I can't quite believe it all ends tomorrow night. But since I began this blog with a very emotional piece on the initial split, a lot has happened. The Quarter Life Crisis reigns supreme but at the very least, there's some development in a few areas of my life.
I've been really lucky with my work situation, the gorgeous ladies at Britain Does Vintage have placed their belief in me to the point where I'll be with them in the office three days a week as well as taking on event days too. Out of, what feels like, nowhere and with zero qualifications, I appear to work in events and digital marketing as I have also nabbed an amazing position with an exciting local arts organisation. More on that to follow soon.
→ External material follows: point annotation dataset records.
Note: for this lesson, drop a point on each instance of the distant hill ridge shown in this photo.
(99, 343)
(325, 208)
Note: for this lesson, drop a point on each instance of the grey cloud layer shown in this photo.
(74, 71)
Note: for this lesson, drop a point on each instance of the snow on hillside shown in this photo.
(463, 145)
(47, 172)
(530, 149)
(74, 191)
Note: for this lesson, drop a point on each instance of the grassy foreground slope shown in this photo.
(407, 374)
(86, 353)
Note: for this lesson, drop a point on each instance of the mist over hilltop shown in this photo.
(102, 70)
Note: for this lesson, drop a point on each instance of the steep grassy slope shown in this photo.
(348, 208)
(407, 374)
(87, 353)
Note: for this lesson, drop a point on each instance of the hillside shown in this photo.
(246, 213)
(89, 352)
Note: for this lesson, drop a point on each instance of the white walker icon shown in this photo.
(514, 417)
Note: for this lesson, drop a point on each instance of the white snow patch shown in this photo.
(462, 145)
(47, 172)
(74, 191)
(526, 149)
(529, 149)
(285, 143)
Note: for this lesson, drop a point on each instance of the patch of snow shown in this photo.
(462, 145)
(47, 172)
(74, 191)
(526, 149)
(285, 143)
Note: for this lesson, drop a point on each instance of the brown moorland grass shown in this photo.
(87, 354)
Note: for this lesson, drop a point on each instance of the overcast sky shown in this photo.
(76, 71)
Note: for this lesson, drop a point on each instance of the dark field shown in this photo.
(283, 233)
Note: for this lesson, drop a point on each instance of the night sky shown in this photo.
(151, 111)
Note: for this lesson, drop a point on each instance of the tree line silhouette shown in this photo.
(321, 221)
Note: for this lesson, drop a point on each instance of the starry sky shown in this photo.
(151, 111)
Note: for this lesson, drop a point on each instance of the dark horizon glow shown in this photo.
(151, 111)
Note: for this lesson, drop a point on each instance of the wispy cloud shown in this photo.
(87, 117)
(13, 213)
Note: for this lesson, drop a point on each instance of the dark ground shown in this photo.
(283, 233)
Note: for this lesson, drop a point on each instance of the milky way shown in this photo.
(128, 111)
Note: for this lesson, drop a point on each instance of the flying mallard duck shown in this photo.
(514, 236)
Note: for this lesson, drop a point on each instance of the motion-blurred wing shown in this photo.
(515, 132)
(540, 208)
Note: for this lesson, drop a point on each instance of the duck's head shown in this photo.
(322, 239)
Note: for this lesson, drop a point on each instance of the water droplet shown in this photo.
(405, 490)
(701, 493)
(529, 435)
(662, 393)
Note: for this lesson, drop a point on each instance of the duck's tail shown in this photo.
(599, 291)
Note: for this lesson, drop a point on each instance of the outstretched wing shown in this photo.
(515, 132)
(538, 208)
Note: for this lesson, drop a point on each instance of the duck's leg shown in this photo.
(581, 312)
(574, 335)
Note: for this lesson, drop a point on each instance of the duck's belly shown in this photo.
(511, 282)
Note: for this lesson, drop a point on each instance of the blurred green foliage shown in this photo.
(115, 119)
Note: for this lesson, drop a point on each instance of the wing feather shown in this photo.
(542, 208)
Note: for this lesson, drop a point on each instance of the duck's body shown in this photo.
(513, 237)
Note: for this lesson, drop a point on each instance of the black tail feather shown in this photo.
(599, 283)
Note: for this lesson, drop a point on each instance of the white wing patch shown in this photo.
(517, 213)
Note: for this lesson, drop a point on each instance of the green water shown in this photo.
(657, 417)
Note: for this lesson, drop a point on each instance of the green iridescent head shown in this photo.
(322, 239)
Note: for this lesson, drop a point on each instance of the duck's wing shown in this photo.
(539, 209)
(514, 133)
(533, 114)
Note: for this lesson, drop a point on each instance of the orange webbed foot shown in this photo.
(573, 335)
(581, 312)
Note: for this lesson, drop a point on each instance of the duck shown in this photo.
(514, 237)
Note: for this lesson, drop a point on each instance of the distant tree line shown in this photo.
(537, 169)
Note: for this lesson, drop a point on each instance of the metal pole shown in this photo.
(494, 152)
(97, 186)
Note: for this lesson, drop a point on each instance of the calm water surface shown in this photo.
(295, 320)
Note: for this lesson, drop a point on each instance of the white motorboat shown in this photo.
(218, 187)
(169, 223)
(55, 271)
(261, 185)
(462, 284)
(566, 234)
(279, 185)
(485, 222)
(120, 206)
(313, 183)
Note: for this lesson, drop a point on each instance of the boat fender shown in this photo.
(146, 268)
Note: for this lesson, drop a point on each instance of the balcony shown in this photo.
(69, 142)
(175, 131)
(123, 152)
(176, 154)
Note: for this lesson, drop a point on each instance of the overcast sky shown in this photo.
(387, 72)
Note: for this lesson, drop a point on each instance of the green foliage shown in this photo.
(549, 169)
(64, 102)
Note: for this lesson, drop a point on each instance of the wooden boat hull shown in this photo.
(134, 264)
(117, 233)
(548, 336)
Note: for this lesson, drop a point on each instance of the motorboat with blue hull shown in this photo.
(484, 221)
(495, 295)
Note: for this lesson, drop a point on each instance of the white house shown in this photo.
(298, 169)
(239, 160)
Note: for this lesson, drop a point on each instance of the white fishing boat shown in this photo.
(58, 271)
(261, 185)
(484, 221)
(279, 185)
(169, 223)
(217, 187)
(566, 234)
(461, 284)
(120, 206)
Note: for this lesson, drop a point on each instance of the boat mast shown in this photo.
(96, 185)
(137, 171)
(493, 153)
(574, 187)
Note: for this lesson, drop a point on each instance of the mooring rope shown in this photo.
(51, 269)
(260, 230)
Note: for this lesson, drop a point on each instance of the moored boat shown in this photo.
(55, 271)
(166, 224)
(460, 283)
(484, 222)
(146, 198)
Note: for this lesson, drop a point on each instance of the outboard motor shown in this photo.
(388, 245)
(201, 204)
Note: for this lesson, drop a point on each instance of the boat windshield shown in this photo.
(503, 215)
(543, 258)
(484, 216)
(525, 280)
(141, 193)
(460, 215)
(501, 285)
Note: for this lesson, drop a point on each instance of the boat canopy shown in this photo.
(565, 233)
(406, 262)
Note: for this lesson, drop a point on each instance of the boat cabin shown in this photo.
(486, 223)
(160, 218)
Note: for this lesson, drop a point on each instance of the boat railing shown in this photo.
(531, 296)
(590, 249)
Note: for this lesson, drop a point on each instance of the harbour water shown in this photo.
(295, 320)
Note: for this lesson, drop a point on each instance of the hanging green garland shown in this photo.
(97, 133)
My first fight was so awesome and I'll officially be training for my next one from next week. Farhad said tonight to a new gym member that "Gina has more bollocks than most men to get in the ring and fight." That was the nicest thing he's ever said about me. To be seen as one of the gyms' fighters is pretty cool, though I've got some hard work heading my way, that's for sure.
The Bobby Pins
I know, right?
Well Gina, it's all falling into place, right?
Kinda.
You see, there's this gaping hole. It lies at the pit of my stomach or the small of my back. Part of me thinks that perhaps I just need to get over the split and it'll go away, or get filled with career success, a loving relationship and a full function singing schedule and then I'll be satisfied. Last night I sat in my car listening to a live lounge on Radio 1. I'm never going to do that. I saw The Half Earth perform and thought, gosh he's good, he has a great year ahead of him. I don't. Oh but it's OK, you're playing with Stoney,you'll be gigging in 2015. But it isn't mine. As wonderful as everything I've already mentioned is, I'm not happy with it all. I'm not ready to accept that this is the end of my time as a singer, songwriter or performer in my own creative right.
I'm quite scared to admit this publicly, but there it is. The spanner in the works.
I think I'm turning into one of those follow your dreams types.



Oh love, this isn't the end of the book, just the end of the chapter. I get the feeling there are still big things to come.